Andererseits sei sie nicht unglücklich, dass der Vertrag dann doch nicht zustandegekommen ist. Die je nach Windrichtung intensive Geruchsbelästigung aus der Küche sei manchmal in ihrer Wohnung sehr unangenehm gewesen. Der Lärm dagegen habe sich bis auf ein, zwei Sommerfeste im Jahr in erträglichen Grenzen gehalten. "Das waren ja überwiegend ältere Leute, da war meistens früh Schluss", erinnert sich Ute Hilbert.
Das war nicht immer so. Als das Lokal noch unter dem Namen "Tenne" in Aachener Nachtschwärmer-Kreisen bekannt und beliebt war, ging der Betrieb oft erst nach Mitternacht richtig los, wenn die Lokale in der Stadt schlossen.
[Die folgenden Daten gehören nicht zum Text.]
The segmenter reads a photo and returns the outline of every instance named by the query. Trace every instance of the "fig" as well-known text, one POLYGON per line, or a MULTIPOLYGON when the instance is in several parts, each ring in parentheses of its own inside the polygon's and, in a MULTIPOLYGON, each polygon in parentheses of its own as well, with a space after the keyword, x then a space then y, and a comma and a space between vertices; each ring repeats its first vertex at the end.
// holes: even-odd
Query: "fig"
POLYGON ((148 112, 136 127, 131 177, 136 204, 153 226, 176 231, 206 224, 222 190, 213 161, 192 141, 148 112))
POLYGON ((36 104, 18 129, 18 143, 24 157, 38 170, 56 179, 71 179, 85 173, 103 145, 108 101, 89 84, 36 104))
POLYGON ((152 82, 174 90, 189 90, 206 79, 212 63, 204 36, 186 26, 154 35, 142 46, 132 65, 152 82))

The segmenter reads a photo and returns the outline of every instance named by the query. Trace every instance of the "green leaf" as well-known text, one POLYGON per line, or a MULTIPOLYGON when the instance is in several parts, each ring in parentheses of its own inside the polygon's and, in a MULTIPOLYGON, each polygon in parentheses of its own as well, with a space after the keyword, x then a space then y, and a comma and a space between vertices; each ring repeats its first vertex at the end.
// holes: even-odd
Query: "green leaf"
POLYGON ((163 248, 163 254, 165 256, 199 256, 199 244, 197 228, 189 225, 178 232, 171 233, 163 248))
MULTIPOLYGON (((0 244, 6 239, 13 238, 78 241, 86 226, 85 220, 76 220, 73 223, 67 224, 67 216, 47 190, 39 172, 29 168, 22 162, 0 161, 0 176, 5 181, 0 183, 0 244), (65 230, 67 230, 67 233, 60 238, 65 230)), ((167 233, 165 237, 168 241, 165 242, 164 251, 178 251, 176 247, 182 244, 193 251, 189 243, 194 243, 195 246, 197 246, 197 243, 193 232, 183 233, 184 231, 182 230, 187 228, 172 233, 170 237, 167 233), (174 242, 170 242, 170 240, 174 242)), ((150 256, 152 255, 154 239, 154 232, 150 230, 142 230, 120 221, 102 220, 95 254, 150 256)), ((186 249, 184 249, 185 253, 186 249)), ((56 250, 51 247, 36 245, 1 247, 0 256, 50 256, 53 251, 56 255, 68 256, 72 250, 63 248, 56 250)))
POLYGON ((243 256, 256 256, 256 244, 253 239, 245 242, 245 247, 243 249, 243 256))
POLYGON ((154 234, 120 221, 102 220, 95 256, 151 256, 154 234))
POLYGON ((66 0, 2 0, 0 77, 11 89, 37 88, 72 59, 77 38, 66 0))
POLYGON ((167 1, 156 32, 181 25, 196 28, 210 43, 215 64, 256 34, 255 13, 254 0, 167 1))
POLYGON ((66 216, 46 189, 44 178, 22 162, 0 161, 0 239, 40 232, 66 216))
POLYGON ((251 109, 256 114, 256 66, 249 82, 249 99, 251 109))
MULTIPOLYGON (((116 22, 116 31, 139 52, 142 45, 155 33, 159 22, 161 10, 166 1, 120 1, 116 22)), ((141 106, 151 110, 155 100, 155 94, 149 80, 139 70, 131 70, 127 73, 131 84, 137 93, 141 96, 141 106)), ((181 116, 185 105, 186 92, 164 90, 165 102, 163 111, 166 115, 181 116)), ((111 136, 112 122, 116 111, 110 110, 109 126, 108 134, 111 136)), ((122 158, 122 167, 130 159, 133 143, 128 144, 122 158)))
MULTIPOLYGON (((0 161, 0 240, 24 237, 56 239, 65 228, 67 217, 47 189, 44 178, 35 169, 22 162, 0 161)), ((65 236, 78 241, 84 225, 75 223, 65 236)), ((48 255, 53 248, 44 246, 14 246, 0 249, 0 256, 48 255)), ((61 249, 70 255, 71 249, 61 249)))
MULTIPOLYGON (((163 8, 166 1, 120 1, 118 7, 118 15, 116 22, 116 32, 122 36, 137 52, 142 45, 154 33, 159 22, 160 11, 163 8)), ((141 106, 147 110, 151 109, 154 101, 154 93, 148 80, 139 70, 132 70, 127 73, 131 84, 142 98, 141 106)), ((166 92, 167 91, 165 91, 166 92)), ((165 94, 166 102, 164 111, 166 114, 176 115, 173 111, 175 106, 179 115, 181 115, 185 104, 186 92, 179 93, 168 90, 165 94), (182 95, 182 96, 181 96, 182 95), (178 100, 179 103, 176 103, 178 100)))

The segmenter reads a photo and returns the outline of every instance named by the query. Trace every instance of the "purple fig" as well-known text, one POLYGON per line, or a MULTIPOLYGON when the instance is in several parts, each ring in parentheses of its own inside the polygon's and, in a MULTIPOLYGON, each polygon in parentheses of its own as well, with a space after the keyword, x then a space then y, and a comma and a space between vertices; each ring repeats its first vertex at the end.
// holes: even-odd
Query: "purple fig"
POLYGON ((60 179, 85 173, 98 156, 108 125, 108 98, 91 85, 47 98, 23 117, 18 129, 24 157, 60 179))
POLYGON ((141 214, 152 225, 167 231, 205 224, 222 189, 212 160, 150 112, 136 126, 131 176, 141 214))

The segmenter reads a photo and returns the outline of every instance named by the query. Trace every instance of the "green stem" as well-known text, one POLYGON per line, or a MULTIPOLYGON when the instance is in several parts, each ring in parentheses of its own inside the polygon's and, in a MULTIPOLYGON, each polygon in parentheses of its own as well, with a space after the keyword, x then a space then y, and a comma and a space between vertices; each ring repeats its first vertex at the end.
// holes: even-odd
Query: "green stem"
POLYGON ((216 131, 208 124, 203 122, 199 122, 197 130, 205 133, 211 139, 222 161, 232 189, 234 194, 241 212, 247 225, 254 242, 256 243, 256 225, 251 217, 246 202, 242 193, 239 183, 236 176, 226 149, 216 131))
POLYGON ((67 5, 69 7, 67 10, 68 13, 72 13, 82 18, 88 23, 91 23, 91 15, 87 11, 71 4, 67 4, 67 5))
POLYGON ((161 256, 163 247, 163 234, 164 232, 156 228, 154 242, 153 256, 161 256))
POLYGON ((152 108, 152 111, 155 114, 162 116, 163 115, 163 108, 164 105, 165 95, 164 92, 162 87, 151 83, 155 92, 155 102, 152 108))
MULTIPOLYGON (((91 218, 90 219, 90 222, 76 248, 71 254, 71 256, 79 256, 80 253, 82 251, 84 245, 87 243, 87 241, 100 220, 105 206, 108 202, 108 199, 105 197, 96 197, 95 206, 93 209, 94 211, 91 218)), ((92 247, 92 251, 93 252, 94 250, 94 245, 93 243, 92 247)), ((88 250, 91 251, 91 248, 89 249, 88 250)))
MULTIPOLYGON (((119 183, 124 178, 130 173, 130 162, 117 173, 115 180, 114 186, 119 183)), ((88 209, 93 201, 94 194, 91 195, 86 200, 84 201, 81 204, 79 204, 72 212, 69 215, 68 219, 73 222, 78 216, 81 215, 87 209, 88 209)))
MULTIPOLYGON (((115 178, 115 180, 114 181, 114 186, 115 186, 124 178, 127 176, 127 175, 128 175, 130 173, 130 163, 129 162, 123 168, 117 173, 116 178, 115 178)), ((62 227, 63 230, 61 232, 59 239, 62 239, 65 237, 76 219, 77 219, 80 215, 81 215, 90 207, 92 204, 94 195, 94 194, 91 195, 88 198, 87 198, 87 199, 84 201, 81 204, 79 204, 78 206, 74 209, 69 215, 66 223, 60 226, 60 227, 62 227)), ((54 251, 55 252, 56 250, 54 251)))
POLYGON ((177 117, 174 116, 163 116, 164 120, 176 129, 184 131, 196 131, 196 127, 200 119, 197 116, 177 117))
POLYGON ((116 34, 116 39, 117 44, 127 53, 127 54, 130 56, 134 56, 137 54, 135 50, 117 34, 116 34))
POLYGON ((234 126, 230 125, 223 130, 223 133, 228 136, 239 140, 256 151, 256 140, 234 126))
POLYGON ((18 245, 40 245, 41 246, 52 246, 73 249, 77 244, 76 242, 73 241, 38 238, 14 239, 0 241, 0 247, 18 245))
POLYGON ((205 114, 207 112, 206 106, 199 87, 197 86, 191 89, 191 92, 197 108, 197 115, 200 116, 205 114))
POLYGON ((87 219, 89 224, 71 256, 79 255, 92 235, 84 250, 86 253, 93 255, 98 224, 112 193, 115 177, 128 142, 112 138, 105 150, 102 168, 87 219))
Zwischen Bedauern und Erleichterung
So wächst die Trauer offenbar mit der Entfernung. Den unmittelbaren Anliegern sei der gegenwärtige Zustand gar nicht so unlieb, sagt Ute Hilbert. Viele Gäste bedauerten allerdings den Fortgang des knorrigen Gastronomen und das Ende seines schönen Biergartens. Ihre eigene Gemütsverfassung beschreibt sie irgendwo schwankend zwischen "An und für sich ist es schade." und "Im Grunde sind wir froh.".
Jetzt stehen die ehemaligen "Ronheider Stuben" zum Verkauf, ein Düsseldorfer Makler ist eingeschaltet. Wenn Ute Hilbert sich eine Nachfolgenutzung wünschen könnte: Eine schöne private Wohnung oder ein Büro, vielleicht von einem Steuerberater.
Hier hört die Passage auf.